A document containing a language description can be seen as a program written in a syntax definition language; the text in natural language is the comment. This phenomenon is widely known as literate programming [17]. Seen from this perspective, maybe the most literate programs that one can think of are language description documents, in particular a standard. In our opinion, it would be natural to parse and compile such documents. For, it is a fact of life that programs that are neither parsed, nor compiled have a high risk of containing errors. Indeed, we have experienced that the language descriptions that we have parsed and compiled often contain errors. These errors can be divided into two different classes discussed in the next subsection.
The first step in language description development is, in our opinion, parsing the language description itself. For, a typographical error in a language description now becomes a syntax error during parsing. Although this phase is obvious to us, this is not a common approach (but see [7] where errors in a book on action semantics [20] are detected in a similar way). Many language description documents, including standards that we have parsed contain syntax errors.
Apart from syntax errors in language description documents they also contain semantic errors. Let us first explain what we consider the semantics of a language description document. The semantics of a language description program can be seen as the set of objects that can be recognized by this program. Suppose, for instance, that we have the following BNF program x ::= 'a'. This program can recognize a single a. The BNF program consisting of the rules x ::= 'a' and x ::= x x recognizes a, aa, aaa, etc. A semantic error is recognition of other objects than intended. So if it was our intention to recognize a b there is a semantic error in the BNF program.
A typical situation is that the parser (generated from the language description document) does not or faulty recognize the example programs that are contained in the document. Then either the language description contains an error, or the example. In either case, the problem should be resolved.

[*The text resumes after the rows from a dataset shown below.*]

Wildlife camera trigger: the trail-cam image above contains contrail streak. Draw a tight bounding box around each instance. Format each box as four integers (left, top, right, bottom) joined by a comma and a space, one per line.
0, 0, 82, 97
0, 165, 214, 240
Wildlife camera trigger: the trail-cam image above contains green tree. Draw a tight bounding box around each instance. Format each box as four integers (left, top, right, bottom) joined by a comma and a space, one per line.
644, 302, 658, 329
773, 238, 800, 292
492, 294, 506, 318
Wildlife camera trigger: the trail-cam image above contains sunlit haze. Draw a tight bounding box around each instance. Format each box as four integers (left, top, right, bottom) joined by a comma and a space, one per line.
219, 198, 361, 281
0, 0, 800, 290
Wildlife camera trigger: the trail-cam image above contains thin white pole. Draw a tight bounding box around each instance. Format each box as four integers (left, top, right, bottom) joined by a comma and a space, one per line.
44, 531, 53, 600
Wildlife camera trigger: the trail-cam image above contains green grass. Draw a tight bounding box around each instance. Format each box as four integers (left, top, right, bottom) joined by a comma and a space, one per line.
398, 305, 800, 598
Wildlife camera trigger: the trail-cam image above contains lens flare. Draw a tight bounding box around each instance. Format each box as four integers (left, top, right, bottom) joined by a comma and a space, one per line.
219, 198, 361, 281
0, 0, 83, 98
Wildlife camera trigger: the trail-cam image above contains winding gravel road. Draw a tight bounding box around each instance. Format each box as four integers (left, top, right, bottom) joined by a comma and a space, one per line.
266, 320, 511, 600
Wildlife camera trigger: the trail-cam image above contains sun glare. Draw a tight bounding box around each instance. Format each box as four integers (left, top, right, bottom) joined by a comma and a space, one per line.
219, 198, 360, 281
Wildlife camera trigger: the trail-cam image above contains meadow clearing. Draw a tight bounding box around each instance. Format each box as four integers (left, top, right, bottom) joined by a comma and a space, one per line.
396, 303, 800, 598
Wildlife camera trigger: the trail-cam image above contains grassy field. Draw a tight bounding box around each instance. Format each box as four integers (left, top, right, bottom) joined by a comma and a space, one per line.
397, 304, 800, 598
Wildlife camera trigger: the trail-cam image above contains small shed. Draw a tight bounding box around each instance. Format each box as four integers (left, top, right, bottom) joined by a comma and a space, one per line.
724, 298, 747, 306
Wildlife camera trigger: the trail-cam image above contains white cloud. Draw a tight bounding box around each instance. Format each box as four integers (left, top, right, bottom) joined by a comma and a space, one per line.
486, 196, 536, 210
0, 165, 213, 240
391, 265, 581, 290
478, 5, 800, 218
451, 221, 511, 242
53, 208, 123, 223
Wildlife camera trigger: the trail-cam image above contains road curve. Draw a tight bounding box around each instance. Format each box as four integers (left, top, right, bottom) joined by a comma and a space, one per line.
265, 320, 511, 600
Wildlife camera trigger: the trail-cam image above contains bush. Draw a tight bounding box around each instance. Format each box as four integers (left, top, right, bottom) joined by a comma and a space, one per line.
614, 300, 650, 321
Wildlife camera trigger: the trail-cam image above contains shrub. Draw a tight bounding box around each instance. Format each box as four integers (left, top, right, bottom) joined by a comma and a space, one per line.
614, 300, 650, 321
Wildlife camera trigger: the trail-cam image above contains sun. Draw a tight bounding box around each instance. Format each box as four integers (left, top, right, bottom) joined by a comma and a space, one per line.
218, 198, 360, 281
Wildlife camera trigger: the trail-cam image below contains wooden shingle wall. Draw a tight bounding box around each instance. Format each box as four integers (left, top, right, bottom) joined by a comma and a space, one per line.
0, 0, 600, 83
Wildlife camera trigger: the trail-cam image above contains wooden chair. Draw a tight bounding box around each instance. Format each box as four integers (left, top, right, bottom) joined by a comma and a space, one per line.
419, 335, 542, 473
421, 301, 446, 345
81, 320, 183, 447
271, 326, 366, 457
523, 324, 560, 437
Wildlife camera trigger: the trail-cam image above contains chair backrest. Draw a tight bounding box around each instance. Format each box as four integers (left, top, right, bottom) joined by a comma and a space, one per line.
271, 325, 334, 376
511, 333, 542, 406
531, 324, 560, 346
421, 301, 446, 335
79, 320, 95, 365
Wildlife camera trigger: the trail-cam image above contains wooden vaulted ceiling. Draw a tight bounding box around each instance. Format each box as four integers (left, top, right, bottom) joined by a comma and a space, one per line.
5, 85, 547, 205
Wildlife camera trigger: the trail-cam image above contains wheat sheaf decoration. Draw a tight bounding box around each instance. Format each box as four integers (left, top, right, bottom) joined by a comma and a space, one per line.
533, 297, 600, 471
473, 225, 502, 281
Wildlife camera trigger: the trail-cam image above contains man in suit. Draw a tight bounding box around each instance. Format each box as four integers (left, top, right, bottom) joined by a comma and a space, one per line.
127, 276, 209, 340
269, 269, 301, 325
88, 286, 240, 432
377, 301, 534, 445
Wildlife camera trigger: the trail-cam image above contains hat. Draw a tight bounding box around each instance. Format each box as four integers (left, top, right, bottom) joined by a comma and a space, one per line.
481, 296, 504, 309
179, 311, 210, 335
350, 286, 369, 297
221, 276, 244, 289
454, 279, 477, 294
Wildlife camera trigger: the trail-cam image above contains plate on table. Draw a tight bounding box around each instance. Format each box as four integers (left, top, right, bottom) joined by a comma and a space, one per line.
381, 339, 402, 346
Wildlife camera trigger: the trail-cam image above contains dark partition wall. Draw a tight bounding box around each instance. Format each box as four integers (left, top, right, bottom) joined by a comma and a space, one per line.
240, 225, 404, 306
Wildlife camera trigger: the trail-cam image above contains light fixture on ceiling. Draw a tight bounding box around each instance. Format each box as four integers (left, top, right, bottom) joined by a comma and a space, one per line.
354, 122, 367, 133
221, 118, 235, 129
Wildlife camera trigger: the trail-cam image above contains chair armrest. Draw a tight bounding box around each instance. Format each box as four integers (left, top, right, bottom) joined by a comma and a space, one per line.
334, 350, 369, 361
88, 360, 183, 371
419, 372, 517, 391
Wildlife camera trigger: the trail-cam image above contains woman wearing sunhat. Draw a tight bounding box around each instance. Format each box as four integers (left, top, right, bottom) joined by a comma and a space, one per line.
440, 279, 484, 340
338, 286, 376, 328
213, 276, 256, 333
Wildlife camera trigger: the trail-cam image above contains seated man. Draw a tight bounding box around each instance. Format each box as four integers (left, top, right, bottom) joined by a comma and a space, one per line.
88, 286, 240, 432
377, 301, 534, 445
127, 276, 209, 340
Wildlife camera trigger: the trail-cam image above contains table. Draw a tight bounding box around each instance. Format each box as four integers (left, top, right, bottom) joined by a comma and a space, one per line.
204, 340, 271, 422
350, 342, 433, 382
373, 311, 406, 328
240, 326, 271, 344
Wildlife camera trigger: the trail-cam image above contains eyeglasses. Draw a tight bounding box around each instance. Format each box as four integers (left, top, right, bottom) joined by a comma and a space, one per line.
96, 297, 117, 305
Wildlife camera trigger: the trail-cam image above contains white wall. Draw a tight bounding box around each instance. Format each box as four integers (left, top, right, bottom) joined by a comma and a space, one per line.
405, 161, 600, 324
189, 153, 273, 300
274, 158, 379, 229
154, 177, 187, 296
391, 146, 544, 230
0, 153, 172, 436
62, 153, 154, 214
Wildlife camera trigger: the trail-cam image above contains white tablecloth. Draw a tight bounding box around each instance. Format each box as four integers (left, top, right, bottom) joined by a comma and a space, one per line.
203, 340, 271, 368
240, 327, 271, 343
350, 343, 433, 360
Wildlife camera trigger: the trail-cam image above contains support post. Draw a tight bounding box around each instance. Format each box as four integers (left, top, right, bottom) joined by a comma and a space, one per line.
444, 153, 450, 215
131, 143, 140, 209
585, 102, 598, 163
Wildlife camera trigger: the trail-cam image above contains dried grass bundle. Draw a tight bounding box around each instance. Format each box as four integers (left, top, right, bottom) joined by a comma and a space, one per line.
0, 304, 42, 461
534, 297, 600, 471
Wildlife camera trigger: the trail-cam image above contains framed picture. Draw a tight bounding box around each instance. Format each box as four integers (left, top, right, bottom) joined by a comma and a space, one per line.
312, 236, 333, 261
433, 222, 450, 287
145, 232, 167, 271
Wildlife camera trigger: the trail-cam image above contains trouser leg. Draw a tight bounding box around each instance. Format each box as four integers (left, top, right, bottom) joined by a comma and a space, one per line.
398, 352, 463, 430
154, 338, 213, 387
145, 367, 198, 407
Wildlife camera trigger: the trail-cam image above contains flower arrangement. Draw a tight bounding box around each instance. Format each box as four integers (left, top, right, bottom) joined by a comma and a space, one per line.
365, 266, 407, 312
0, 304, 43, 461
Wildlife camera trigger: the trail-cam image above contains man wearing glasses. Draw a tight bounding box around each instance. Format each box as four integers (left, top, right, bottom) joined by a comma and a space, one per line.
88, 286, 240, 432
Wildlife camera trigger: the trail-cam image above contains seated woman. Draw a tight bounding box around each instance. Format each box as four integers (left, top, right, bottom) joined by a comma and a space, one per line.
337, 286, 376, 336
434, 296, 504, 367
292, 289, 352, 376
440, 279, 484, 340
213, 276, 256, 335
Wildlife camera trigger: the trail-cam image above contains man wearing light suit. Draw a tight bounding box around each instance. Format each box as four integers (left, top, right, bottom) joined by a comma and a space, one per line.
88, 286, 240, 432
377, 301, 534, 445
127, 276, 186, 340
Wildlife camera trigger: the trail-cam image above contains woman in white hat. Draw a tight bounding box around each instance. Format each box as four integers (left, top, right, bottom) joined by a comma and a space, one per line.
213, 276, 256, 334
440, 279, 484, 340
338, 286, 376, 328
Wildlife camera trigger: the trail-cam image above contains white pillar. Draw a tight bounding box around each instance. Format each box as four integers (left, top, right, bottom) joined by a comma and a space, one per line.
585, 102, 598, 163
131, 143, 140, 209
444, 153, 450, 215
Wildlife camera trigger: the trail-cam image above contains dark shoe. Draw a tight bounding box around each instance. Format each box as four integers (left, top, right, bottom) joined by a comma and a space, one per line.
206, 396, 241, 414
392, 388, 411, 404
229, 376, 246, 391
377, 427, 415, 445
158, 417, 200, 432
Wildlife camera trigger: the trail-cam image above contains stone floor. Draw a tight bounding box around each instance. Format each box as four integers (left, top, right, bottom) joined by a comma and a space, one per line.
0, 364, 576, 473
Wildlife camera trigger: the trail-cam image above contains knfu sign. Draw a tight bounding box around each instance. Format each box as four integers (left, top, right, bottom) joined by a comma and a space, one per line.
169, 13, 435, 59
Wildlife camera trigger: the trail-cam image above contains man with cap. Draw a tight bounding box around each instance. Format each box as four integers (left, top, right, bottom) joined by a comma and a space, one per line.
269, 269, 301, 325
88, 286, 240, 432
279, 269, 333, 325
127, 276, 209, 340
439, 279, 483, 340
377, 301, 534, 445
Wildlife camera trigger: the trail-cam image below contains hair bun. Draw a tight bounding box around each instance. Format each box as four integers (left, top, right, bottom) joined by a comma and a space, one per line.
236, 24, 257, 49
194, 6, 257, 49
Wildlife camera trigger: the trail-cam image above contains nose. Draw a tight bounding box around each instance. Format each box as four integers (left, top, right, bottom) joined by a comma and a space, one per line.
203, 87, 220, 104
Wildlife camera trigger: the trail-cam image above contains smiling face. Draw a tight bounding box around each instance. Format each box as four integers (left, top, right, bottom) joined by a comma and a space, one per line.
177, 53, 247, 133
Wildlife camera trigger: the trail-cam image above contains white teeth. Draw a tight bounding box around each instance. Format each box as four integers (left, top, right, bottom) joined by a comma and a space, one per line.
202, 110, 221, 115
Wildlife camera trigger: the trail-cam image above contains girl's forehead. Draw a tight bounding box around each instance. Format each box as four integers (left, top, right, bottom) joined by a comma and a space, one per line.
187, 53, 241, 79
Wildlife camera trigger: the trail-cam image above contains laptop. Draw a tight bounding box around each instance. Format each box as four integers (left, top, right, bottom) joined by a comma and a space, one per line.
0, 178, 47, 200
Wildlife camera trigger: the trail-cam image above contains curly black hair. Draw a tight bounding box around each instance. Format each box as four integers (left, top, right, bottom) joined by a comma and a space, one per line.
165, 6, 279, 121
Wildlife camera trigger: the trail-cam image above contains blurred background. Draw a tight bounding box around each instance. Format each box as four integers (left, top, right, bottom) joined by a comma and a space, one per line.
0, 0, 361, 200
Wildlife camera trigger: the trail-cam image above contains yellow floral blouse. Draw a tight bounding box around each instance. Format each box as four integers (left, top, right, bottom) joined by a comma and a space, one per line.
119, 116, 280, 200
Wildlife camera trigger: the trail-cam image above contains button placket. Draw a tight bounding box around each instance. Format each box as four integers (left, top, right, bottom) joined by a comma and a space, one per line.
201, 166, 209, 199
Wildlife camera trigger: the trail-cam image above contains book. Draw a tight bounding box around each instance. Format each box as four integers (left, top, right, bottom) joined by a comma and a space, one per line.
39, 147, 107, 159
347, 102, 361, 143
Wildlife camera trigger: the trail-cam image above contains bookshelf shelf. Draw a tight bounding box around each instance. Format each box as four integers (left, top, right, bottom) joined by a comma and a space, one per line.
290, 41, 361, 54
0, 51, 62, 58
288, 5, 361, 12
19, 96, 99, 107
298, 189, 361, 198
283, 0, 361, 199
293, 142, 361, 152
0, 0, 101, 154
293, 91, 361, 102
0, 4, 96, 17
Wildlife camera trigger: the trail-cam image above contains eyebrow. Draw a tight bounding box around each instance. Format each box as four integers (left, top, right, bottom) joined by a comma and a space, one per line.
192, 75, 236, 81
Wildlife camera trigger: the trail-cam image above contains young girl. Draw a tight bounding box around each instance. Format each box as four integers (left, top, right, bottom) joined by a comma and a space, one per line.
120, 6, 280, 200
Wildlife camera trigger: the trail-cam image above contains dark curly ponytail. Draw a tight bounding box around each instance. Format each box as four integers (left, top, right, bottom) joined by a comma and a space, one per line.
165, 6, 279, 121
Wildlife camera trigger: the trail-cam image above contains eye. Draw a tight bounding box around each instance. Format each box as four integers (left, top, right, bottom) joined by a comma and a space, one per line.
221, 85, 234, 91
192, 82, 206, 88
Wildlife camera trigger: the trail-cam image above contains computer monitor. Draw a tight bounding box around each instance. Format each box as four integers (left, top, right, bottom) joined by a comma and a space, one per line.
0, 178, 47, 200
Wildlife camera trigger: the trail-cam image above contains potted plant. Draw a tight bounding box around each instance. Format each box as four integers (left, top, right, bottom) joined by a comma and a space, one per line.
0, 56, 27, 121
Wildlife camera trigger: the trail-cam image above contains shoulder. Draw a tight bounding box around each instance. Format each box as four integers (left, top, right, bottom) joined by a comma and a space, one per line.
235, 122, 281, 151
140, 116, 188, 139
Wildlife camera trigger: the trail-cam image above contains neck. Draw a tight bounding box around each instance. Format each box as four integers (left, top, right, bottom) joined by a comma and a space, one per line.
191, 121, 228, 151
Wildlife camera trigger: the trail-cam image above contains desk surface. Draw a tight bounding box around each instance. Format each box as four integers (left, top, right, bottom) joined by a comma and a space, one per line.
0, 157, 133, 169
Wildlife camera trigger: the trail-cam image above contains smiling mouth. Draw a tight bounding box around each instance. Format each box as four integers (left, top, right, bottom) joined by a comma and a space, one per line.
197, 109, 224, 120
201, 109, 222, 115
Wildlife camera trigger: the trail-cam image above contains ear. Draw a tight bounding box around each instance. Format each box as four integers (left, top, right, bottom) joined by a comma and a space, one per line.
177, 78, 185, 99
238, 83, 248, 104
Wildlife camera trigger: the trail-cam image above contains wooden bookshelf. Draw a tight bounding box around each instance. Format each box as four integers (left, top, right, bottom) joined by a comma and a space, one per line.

We have seen errors where it is obvious from the context what their cause was. But we have also encountered situations where we have no idea. If the methodology described in this paper is used to develop standards for languages, such errors are revealed before the standard is published.
Creation of a parser amounts to defining the grammar of the metasyntax in SDF. The parser is generated on-the-fly by the ASF+SDF Meta-Environment [14]. Let us depict the SDF module containing the grammar of SBNF:
imports Layout
exports
sorts
SBNF-Terminal SBNF-NonTerminal SBNF-Element
SBNF-Elements SBNF-Rule SBNF-Program
lexical syntax
"'" ~[']* "'" -> SBNF-Terminal
[A-Za-z0-9\-]+ -> SBNF-NonTerminal
context-free syntax
SBNF-Terminal -> SBNF-Element
SBNF-NonTerminal -> SBNF-Element
"[" SBNF-Element* "]" -> SBNF-Element
"{" SBNF-Element* "}" -> SBNF-Element
"<" { SBNF-Element* "|" }+ ">" -> SBNF-Element
SBNF-NonTerminal "::=" SBNF-Element* -> SBNF-Rule
SBNF-Rule+ -> SBNF-Program
In the so-called exports section, we describe the complete syntax of SBNF. We declare the used nonterminals in the sorts paragraph. In the lexical syntax paragraph we define terminals and nonterminals of SSL: the first lexical rule says that the terminal quote (') followed by zero or more characters that are not a quote followed by a quote (') is an SBNF-Terminal. This is the first convention of the metasyntax. The second convention is defined in the other rule: a string that consists of one or more upper case letters, lower case letters, digits, or minus signs is an SBNF-NonTerminal. Then we enter the context-free syntax paragraph. We construct from the smallest parts of the grammar the elements that can be present in an SBNF rule. Since an SBNF-NonTerminal and an SBNF-Terminal can occur in an SBNF rule, we inject them into the sort SBNF-Element. Then we implement the next three conventions. If we have zero or more SBNF-Element's and put text brackets around them, they become a new SBNF-Element. The intended interpretation is, of course, the optional part of a construction. In a similar way we implement one or more occurrences using the curly braces. The next rule expresses that a list of one or more lists of zero or more SBNF-Element's separated by the symbol | and surrounded by angle brackets is again an SBNF-Element. Now we can construct an SBNF-Rule: it is a SBNF-NonTerminal followed by the terminal ::= followed by zero or more SBNF-Element's. Finally, one or more SBNF-Rule's forms an SBNF-Program.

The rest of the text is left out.